| |
| |
| ### Section 7: Boolean Entropy Decoder {#h-07-00} |
| |
| As discussed in the overview above, essentially the entire VP8 data |
| stream is encoded using a boolean entropy coder. |
| |
| An understanding of the `bool_decoder` is critical to the |
| implementation of a VP8 decompressor, so we discuss the `bool_decoder` |
| in detail. It is easier to comprehend the `bool_decoder` in |
| conjunction with the `bool_encoder` used by the compressor to write |
| the compressed data partitions. |
| |
| The `bool_encoder` encodes (and the `bool_decoder` decodes) one bool |
| (zero-or-one boolean value) at a time. Its purpose is to losslessly |
| compress a sequence of bools for which the probability of their being |
| zero or one can be well-estimated (via constant or previously coded |
| information) at the time they are written, using identical |
| corresponding probabilities at the time they are read. |
| |
| As the reader is probably aware, if a bool is much more likely to be |
| zero than one (for instance), it can, on average, be faithfully |
| encoded using much less than one bit per value. The `bool_encoder` |
| exploits this. |
| |
| In the 1940s, [Shannon] proved that there is a lower bound for the |
| average datarate of a faithful encoding of a sequence of bools (whose |
| probability distributions are known and are independent of each |
| other) and also that there are encoding algorithms that approximate |
| this lower bound as closely as one wishes. |
| |
| If we encode a sequence of bools whose probability of being zero is p |
| (and whose probability of being 1 is 1-p), the lowest possible |
| datarate per value is |
| |
| p*log(p) + (1-p)*log(1-p); |
| |
| taking the logarithms to the base 1/2 expresses the datarate in |
| bits/value. |
| |
| We give two simple examples. At one extreme, if p = 1/2, then log(p) |
| = log(1-p) = 1, and the lowest possible datarate per bool is 1/2 + |
| 1/2 = 1; that is, we cannot do any better than simply literally |
| writing out bits.
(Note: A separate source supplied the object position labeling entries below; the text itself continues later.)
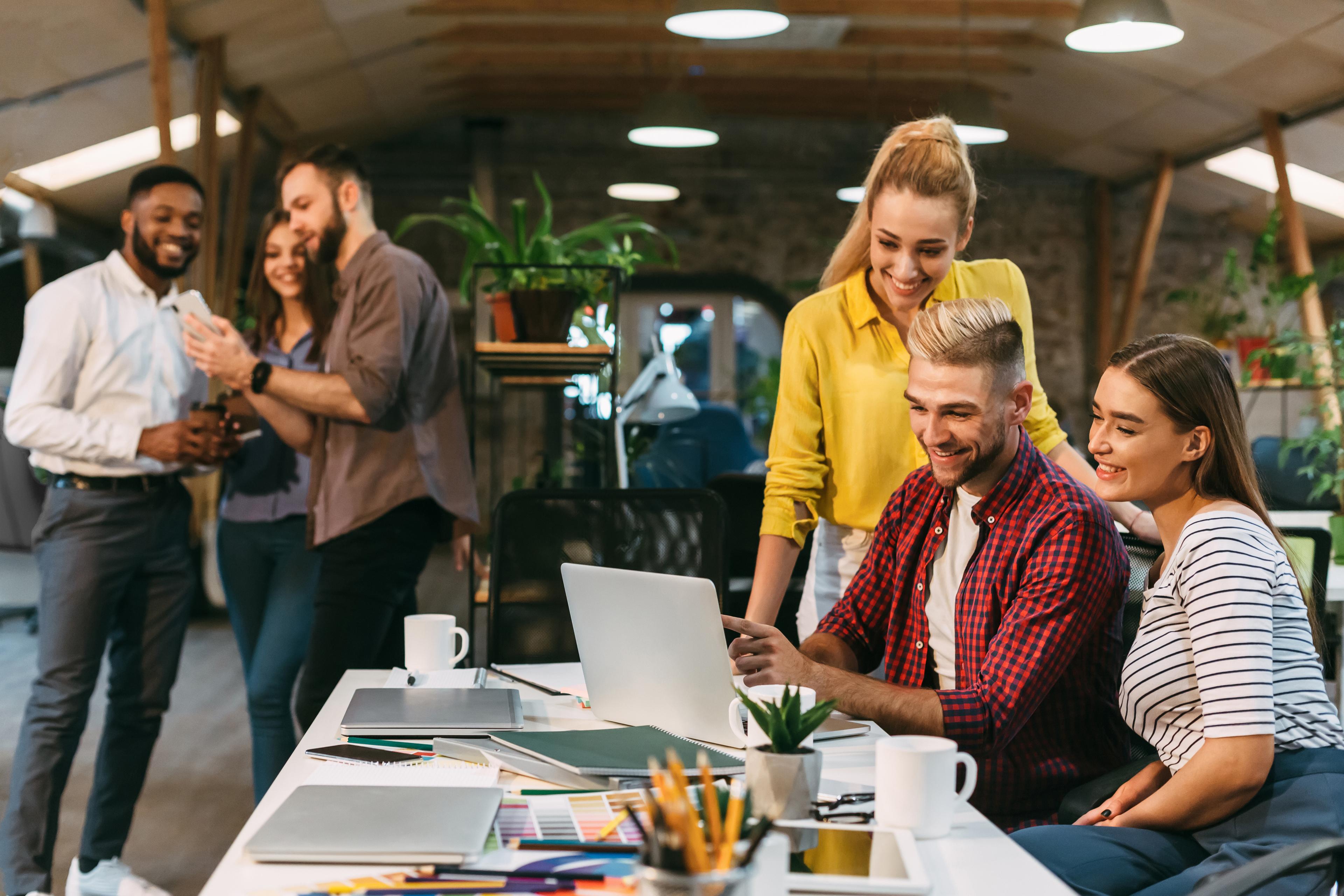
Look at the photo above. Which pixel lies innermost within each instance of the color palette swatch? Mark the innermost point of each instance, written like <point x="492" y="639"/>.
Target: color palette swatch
<point x="577" y="817"/>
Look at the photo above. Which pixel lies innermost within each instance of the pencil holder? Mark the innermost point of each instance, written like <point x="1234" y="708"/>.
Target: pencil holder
<point x="656" y="882"/>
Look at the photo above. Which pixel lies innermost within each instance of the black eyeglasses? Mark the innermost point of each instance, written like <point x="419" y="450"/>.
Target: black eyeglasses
<point x="824" y="809"/>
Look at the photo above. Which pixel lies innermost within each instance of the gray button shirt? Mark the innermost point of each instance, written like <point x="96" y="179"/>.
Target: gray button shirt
<point x="392" y="340"/>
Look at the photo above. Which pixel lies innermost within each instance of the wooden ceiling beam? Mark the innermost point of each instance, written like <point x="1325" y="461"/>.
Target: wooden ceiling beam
<point x="663" y="8"/>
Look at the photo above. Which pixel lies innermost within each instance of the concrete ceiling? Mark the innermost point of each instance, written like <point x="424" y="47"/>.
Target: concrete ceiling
<point x="73" y="73"/>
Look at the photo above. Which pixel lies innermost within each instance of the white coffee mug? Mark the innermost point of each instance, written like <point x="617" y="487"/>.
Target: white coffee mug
<point x="429" y="643"/>
<point x="765" y="694"/>
<point x="917" y="784"/>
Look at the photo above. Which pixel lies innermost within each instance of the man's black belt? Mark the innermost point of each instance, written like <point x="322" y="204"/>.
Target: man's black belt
<point x="105" y="483"/>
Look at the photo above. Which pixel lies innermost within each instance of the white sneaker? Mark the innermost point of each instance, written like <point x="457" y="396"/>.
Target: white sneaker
<point x="112" y="878"/>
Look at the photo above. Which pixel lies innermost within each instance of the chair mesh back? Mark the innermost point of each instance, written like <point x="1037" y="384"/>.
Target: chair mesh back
<point x="1142" y="559"/>
<point x="674" y="531"/>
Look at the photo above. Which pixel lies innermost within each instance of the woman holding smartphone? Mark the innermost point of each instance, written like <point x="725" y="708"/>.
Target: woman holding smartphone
<point x="1224" y="678"/>
<point x="842" y="441"/>
<point x="268" y="572"/>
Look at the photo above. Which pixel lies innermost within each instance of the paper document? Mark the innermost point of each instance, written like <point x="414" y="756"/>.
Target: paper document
<point x="441" y="679"/>
<point x="440" y="773"/>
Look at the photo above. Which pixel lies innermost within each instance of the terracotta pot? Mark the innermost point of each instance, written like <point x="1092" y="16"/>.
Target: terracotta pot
<point x="544" y="315"/>
<point x="783" y="786"/>
<point x="502" y="309"/>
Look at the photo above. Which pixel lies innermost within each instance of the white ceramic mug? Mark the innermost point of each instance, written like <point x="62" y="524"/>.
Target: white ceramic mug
<point x="917" y="784"/>
<point x="429" y="641"/>
<point x="764" y="694"/>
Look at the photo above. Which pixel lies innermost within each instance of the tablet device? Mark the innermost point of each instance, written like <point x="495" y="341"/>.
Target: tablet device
<point x="193" y="303"/>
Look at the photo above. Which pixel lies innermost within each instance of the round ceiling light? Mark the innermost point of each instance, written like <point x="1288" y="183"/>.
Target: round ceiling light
<point x="726" y="19"/>
<point x="643" y="192"/>
<point x="974" y="115"/>
<point x="1124" y="26"/>
<point x="674" y="120"/>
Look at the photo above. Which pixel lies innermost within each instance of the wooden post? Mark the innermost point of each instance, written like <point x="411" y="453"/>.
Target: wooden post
<point x="1146" y="248"/>
<point x="160" y="75"/>
<point x="240" y="194"/>
<point x="31" y="268"/>
<point x="1314" y="319"/>
<point x="210" y="64"/>
<point x="1102" y="266"/>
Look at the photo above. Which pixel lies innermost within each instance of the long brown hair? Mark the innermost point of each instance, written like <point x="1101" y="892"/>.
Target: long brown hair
<point x="923" y="156"/>
<point x="267" y="304"/>
<point x="1194" y="386"/>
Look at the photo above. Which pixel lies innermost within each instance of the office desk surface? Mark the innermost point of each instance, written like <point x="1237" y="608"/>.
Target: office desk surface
<point x="975" y="859"/>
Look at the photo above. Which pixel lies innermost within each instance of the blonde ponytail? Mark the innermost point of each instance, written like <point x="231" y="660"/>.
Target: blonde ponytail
<point x="923" y="156"/>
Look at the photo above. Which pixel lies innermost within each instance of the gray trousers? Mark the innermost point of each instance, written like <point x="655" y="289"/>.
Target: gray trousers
<point x="116" y="575"/>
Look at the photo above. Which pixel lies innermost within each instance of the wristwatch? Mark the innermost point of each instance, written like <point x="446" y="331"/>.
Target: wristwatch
<point x="260" y="375"/>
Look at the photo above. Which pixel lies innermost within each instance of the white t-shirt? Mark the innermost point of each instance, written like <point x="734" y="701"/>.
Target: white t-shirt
<point x="944" y="581"/>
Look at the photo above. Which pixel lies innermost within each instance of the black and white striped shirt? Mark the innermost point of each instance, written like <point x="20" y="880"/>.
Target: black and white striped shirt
<point x="1225" y="648"/>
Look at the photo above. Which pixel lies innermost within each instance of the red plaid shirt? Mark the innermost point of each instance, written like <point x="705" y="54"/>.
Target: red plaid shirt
<point x="1038" y="629"/>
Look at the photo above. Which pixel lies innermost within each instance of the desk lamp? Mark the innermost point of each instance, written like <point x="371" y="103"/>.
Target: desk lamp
<point x="658" y="396"/>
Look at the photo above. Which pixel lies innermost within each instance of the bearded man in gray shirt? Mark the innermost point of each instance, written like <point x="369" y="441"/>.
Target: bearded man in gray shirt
<point x="384" y="424"/>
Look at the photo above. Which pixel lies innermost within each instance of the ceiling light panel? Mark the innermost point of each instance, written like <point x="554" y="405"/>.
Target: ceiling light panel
<point x="120" y="154"/>
<point x="1257" y="168"/>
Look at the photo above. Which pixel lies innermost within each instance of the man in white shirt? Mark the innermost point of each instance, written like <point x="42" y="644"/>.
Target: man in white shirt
<point x="101" y="398"/>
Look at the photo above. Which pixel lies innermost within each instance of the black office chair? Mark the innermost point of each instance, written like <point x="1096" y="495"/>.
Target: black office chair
<point x="744" y="493"/>
<point x="1311" y="551"/>
<point x="1084" y="798"/>
<point x="675" y="531"/>
<point x="1327" y="852"/>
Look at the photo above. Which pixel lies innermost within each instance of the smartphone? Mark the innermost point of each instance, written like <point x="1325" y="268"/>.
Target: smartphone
<point x="362" y="755"/>
<point x="193" y="303"/>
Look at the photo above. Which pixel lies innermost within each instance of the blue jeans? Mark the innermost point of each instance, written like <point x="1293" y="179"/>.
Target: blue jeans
<point x="269" y="580"/>
<point x="1302" y="800"/>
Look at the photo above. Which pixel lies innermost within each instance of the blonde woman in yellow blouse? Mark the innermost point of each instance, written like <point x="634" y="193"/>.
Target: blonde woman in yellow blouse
<point x="842" y="440"/>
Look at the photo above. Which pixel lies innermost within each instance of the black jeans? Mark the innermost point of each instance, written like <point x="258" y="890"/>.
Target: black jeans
<point x="115" y="575"/>
<point x="368" y="586"/>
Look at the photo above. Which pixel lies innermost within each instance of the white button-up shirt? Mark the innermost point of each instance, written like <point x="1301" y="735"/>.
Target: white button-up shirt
<point x="103" y="359"/>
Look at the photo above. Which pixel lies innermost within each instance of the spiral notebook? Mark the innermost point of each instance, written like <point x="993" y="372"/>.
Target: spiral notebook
<point x="622" y="753"/>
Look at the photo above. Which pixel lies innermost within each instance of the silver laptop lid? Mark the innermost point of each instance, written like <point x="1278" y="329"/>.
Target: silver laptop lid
<point x="359" y="824"/>
<point x="432" y="711"/>
<point x="652" y="649"/>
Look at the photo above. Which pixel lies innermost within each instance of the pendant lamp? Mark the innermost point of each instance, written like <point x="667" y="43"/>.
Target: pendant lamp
<point x="674" y="119"/>
<point x="974" y="113"/>
<point x="1124" y="26"/>
<point x="726" y="19"/>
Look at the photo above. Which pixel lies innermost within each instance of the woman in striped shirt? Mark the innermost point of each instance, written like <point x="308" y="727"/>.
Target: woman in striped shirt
<point x="1224" y="678"/>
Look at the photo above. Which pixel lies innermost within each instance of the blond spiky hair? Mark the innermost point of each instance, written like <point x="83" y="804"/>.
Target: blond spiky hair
<point x="971" y="332"/>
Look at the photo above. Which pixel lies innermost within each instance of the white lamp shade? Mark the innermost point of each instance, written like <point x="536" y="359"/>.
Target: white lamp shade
<point x="1124" y="26"/>
<point x="668" y="402"/>
<point x="726" y="19"/>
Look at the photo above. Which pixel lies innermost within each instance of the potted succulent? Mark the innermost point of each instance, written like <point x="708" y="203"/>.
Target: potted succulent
<point x="538" y="304"/>
<point x="784" y="777"/>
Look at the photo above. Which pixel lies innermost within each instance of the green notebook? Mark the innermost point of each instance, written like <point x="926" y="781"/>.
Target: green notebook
<point x="619" y="753"/>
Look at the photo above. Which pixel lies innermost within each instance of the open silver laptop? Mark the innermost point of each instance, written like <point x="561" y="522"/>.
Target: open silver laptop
<point x="654" y="652"/>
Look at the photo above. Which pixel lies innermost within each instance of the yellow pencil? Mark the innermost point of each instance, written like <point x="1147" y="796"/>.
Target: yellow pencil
<point x="732" y="825"/>
<point x="612" y="825"/>
<point x="710" y="800"/>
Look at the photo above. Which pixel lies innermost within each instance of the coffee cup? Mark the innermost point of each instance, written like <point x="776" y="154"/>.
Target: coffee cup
<point x="917" y="784"/>
<point x="765" y="694"/>
<point x="429" y="641"/>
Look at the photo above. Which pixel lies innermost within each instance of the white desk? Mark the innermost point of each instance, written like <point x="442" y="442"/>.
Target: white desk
<point x="975" y="859"/>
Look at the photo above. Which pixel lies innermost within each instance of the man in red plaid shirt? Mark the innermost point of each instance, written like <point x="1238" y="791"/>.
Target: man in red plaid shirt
<point x="992" y="589"/>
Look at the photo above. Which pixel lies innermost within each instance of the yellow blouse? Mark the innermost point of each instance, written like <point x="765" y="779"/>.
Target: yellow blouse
<point x="842" y="441"/>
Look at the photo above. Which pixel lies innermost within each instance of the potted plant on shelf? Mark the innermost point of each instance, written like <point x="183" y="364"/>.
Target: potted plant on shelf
<point x="785" y="776"/>
<point x="536" y="301"/>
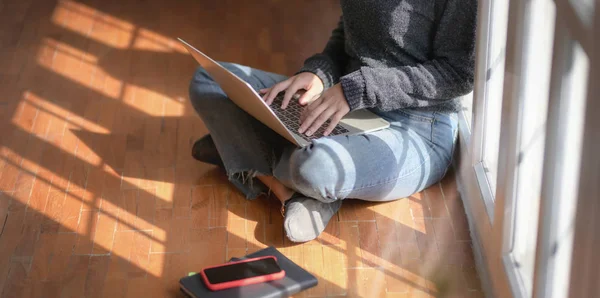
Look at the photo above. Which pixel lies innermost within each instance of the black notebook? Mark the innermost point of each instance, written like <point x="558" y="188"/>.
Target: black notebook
<point x="296" y="279"/>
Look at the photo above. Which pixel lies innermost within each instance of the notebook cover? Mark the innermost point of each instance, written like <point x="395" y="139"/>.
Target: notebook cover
<point x="296" y="279"/>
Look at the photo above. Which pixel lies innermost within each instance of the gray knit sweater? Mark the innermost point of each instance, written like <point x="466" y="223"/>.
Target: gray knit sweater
<point x="395" y="54"/>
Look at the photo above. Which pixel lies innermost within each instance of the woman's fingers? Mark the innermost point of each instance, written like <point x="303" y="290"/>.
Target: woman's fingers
<point x="313" y="111"/>
<point x="337" y="117"/>
<point x="290" y="91"/>
<point x="270" y="96"/>
<point x="309" y="96"/>
<point x="320" y="120"/>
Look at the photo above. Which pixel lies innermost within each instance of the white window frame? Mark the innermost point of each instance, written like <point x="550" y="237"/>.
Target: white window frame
<point x="488" y="214"/>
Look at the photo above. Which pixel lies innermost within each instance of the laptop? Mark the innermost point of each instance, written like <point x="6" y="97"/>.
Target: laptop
<point x="284" y="122"/>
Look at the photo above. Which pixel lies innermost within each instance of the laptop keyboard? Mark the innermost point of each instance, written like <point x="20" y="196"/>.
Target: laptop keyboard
<point x="291" y="118"/>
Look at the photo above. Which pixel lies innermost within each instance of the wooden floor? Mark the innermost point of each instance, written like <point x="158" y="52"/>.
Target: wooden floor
<point x="99" y="196"/>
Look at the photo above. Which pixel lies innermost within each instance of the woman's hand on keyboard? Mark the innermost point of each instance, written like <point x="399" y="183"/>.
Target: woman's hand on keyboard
<point x="307" y="81"/>
<point x="332" y="105"/>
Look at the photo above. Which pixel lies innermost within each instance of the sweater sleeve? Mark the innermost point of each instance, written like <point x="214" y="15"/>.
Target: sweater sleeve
<point x="447" y="75"/>
<point x="329" y="64"/>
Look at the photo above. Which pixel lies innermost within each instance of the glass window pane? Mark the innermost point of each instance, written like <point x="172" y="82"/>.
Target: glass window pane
<point x="495" y="77"/>
<point x="584" y="9"/>
<point x="536" y="84"/>
<point x="576" y="93"/>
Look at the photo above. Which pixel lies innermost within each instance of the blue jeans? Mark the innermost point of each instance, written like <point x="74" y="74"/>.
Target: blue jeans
<point x="412" y="154"/>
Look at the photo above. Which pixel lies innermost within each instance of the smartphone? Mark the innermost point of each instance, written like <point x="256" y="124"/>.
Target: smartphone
<point x="242" y="273"/>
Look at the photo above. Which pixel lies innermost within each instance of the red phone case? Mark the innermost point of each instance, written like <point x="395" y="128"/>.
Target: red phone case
<point x="241" y="282"/>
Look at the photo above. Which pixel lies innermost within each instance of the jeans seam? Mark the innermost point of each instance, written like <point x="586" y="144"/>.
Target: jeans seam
<point x="389" y="180"/>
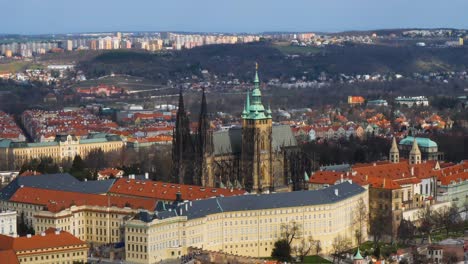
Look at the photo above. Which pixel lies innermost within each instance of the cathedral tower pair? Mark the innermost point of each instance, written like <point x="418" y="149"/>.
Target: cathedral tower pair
<point x="414" y="155"/>
<point x="189" y="151"/>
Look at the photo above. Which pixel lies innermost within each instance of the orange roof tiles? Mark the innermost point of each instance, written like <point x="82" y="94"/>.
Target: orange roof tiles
<point x="326" y="177"/>
<point x="49" y="240"/>
<point x="167" y="191"/>
<point x="394" y="175"/>
<point x="109" y="172"/>
<point x="8" y="256"/>
<point x="56" y="201"/>
<point x="454" y="178"/>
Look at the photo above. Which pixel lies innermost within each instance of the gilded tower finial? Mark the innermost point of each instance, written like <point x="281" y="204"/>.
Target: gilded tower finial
<point x="256" y="80"/>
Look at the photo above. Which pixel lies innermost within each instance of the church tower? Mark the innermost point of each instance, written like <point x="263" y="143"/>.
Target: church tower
<point x="394" y="156"/>
<point x="256" y="156"/>
<point x="415" y="153"/>
<point x="204" y="146"/>
<point x="182" y="147"/>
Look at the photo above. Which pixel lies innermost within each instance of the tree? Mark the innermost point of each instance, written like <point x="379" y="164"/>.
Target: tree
<point x="406" y="231"/>
<point x="450" y="258"/>
<point x="290" y="231"/>
<point x="447" y="217"/>
<point x="340" y="246"/>
<point x="78" y="169"/>
<point x="281" y="250"/>
<point x="361" y="216"/>
<point x="427" y="222"/>
<point x="95" y="160"/>
<point x="318" y="247"/>
<point x="379" y="226"/>
<point x="304" y="247"/>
At another extreme, if p is very small, say p = |
| 1/1024, then log(p)=10, log(1-p) is roughly .0014, and the lowest |
| possible datarate is approximately 10/1024 + .0014, roughly 1/100 of |
| a bit per bool. |
| |
| Because most of the bools in the VP8 datastream have zero- |
| probabilities nowhere near 1/2, the compression provided by the |
| `bool_encoder` is critical to the performance of VP8. |
| |
| The boolean coder used by VP8 is a variant of an arithmetic coder. |
| An excellent discussion of arithmetic coding (and other lossless |
| compression techniques) can be found in [Bell]. |
| |